Griechenland – Tschechien 1:2

Es ist beinah rührend, wie sehr die Griechen darum bemüht sind, ihre in der Tat sehr begrenzten Fähigkeiten durch Wille und Aufopferung auszugleichen. Wie ein verstreuter Professor, der längst keine genialen Momente mehr hat und seine Arbeitsutensilien mal hierhin, mal dahin verteilt, wird der Ball mal in diese, mal in jene Ecke des Spielfeldes gestreut. Wohin dann der bedauernswerte Karagounis springen muss, weil es sonst ja keiner macht, der dann den Ball auf irgendeinen Klumpfuß ablegt, woraufhin: Flacke, Seitenaus. In der Mitte stehen die Stürmer, sie heißen Vladimir und Estragon. Und weil sie immer ihren Text vergessen, müssen sie ihn stets von neuem beginnen. Dann sagen sie „Rien à faire.“ Nichts zu machen.

Die ganze Sinnlosigkeit dieses rituellen Ablaufs wird einem erst vollends bewusst, wenn man weiß, dass Griechenland im gesamten Spiel nur einmal aufs Tor geschossen hat. Was dann ja auch direkt von rinmaligem Erfolg gekrönt gewesen ist, weil Peter patzt. Der Mann, mit dessen Namen so schön Schindluder getrieben werden kann. Zum Beispiel als Schüttelreim: Peter Cech / zetert. Pech!

Tomas Rosicky sagte nach Abpfiff, er habe 25 Minuten mit nur einem Fuß gespielt, weil ihm ein Grieche in die Parade resp. die Achiellessehne gefahren wäre. Man hat ab diesem Moment überhaupt erst gesehen, um wie viel besser Rosicky als seine Spielgefährten ist: davor durchlief der Ball wie von selbst das tschechische Mittelfeld. Man kann es so sagen: Während beim Jubel über das 2:0 alle Spieler zu Pilar liefen, um ihn zu feiern, wandte sich Rosicky als einziger Selassie zu, um ihn für diese beeindruckende Vorarbeit zu loben. Selbst im Feiern hat der noch das richtige Auge.

Polen – Russland 1:1

Als nach der Partie sich mit Waldis EM-Studio das Tal der Ahnungslosen im Ersten tagte, wurde wieder über Gomez debattiert, natürlich. Warum, fragte Bettina Tietjen sinngemäß, über den überhaupt noch gesprochen werde, schließlich habe er doch sein Tor gemacht! Und, als wäre der Idiotie noch nicht genug das Wort geredet, man könne doch auch mit beiden spielen, dann gäbs da ja kein Problem mehr.
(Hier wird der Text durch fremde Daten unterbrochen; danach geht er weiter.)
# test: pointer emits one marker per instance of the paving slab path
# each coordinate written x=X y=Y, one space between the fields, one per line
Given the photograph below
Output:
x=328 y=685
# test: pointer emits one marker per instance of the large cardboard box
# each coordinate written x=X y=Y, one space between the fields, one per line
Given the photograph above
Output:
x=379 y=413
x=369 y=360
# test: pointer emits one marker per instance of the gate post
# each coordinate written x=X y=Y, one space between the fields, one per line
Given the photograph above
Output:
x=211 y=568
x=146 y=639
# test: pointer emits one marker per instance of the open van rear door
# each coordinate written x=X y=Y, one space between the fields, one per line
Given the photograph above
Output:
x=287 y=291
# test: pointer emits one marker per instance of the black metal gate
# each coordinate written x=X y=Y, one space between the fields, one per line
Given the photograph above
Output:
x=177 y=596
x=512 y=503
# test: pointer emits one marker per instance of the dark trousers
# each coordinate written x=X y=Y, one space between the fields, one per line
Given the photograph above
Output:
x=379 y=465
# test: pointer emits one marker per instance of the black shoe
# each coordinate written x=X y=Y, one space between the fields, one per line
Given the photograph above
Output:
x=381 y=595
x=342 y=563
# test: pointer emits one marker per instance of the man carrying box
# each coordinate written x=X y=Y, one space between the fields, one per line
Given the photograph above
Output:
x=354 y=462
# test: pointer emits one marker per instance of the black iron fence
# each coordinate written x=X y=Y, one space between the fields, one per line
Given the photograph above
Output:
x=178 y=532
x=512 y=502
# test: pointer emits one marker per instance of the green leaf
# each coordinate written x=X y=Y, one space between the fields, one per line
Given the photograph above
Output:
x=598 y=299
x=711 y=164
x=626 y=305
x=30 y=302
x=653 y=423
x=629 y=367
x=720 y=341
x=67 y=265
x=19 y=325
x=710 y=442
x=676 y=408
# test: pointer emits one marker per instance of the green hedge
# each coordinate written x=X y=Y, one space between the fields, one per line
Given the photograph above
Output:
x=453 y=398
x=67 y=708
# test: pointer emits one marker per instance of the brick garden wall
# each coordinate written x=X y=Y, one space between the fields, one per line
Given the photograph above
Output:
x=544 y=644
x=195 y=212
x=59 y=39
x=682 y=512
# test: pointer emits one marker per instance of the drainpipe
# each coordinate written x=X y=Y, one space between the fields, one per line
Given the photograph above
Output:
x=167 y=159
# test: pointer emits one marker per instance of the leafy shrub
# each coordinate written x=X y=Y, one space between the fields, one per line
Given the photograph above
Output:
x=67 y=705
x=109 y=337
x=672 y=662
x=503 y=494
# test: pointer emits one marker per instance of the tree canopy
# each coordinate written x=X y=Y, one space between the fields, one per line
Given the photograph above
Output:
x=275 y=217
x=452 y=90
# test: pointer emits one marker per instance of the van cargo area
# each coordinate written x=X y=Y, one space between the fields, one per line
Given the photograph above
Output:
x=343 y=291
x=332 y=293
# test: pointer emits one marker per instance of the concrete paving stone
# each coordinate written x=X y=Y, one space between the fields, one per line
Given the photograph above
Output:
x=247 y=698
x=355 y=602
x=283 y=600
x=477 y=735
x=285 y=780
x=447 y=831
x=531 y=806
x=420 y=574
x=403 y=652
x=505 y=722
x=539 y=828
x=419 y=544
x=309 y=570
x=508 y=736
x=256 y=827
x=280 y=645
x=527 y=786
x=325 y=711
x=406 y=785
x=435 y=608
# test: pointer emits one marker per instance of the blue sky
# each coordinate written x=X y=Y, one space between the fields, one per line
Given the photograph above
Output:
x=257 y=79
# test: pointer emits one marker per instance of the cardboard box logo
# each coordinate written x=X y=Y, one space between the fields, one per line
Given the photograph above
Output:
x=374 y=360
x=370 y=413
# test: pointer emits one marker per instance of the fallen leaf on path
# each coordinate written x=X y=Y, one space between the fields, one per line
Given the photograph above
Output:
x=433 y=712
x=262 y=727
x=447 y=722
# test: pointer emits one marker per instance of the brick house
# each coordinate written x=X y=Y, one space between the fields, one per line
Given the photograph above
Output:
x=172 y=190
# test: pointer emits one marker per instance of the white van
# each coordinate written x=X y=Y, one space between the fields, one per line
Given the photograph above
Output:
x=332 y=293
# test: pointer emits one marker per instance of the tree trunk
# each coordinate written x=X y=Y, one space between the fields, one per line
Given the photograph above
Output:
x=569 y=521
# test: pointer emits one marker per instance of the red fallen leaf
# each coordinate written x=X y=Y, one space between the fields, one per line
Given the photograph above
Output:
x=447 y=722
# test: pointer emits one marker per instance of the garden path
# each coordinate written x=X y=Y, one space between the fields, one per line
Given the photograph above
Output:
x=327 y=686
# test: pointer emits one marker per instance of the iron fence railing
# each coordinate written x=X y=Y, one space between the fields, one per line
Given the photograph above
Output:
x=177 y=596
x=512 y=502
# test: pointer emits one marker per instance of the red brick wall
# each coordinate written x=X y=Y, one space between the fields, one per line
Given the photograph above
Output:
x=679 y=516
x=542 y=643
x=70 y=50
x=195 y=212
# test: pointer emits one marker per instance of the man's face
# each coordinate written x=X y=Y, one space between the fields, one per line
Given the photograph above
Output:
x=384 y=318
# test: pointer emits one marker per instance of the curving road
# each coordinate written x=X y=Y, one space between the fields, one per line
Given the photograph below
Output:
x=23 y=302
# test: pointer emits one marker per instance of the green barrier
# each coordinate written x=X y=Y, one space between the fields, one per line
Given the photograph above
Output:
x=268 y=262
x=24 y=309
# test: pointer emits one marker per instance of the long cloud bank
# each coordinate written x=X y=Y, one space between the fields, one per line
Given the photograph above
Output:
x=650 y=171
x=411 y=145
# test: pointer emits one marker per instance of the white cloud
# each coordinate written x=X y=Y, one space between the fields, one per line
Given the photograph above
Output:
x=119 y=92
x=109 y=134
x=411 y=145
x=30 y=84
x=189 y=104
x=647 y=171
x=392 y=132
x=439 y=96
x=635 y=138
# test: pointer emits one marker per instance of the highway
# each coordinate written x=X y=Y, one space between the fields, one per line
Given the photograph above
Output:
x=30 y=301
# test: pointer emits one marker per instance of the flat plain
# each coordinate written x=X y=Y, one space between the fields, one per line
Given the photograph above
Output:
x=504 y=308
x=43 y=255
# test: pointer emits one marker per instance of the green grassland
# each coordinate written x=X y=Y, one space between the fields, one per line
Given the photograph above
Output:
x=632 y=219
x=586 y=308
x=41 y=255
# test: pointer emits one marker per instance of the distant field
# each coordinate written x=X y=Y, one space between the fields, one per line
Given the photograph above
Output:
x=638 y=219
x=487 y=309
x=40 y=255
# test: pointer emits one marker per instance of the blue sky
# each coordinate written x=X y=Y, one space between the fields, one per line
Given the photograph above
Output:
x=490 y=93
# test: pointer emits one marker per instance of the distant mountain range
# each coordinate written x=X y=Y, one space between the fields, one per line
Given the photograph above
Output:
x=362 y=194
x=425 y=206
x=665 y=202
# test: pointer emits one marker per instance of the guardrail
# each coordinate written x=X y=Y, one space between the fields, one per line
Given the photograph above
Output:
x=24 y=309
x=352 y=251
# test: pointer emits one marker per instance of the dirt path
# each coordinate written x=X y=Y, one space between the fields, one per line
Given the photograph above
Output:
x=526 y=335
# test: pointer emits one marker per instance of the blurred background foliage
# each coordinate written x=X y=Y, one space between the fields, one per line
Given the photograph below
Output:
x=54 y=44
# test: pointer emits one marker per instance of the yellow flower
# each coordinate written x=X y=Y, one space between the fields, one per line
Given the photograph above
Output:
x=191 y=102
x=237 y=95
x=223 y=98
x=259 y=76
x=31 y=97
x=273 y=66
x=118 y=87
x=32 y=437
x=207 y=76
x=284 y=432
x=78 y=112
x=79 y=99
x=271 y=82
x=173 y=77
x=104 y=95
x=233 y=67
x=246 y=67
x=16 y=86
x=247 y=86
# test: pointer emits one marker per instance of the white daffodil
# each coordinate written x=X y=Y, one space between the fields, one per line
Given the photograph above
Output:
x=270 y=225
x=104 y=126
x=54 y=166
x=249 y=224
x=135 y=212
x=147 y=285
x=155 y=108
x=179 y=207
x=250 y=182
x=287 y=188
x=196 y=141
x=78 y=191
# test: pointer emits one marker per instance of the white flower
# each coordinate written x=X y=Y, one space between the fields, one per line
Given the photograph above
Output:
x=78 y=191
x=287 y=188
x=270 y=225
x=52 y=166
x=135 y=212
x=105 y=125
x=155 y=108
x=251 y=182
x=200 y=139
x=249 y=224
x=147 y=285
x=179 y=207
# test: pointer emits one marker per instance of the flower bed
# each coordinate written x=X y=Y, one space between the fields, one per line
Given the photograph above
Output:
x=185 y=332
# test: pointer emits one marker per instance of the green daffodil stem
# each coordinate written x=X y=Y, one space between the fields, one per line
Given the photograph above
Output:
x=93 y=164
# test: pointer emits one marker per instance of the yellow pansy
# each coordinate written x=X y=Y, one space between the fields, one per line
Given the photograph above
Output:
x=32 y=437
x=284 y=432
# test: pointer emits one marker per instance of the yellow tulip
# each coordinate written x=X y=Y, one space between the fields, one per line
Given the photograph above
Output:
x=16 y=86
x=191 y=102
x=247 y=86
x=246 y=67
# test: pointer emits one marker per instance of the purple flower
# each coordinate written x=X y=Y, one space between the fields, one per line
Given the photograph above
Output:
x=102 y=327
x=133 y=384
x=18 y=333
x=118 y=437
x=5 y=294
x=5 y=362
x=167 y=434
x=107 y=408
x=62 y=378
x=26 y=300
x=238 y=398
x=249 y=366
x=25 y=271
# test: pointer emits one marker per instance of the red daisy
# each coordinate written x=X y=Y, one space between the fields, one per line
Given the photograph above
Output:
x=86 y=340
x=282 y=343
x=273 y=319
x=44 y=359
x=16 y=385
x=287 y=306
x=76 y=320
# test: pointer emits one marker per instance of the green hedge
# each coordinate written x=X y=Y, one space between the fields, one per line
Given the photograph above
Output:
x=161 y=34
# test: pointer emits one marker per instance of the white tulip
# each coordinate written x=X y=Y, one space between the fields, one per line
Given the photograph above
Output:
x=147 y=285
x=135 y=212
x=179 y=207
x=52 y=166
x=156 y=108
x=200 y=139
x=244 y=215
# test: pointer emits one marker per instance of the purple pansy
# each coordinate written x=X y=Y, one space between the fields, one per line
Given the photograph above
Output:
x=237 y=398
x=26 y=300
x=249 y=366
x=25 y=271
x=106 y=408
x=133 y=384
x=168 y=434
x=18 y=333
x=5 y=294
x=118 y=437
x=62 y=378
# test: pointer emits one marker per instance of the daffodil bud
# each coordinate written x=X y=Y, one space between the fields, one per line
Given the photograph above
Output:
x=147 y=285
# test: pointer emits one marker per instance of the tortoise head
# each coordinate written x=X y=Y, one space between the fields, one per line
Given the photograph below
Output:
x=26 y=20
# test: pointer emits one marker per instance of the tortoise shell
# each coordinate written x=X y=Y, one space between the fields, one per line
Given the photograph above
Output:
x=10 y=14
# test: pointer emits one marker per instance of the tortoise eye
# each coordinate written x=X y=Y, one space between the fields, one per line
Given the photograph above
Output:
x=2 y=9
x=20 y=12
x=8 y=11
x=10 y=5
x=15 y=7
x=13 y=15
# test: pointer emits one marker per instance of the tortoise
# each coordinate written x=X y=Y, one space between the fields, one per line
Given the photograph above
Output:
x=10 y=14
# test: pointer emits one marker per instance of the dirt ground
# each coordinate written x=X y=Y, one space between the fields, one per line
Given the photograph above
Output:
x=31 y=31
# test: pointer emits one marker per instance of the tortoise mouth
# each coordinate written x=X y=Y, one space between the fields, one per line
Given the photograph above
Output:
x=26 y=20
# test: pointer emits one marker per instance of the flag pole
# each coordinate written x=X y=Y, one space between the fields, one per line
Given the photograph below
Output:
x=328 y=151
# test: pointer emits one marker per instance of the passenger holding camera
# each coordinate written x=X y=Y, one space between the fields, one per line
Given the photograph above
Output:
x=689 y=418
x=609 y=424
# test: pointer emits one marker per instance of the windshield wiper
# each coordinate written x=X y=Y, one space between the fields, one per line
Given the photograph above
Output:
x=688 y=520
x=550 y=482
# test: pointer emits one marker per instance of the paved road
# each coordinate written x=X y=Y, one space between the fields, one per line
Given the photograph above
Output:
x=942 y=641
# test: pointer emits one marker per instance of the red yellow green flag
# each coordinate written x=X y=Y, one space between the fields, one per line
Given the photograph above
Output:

Was es aus einer Mannschaft macht, wenn der Stürmer ein spielender ist, hat man in diesem hinreissenden Spiel gesehen: allein Lewandowski lief einen kompletten Jakobsweg, auf der anderen Seite hatte Kershakov vor lauter Kreuzen und quer Passen keine Zeit, mal vernünftig aufs Tor zu schießen. Und gerade deswegen war es ein Spiel von ungeahnter Intensität. Während man bei stoisch an den Strafraum gepflockten Stürmern immer ziemlich sicher sein kann, welcher Ball als nächstes in die Offensive gespielt wird, ist mit spielenden Sturmspitzen jeder Pass ein Abenteuer; das ist die Schönheit des Meeres bei starkem Wind im Vergleich zu Beton.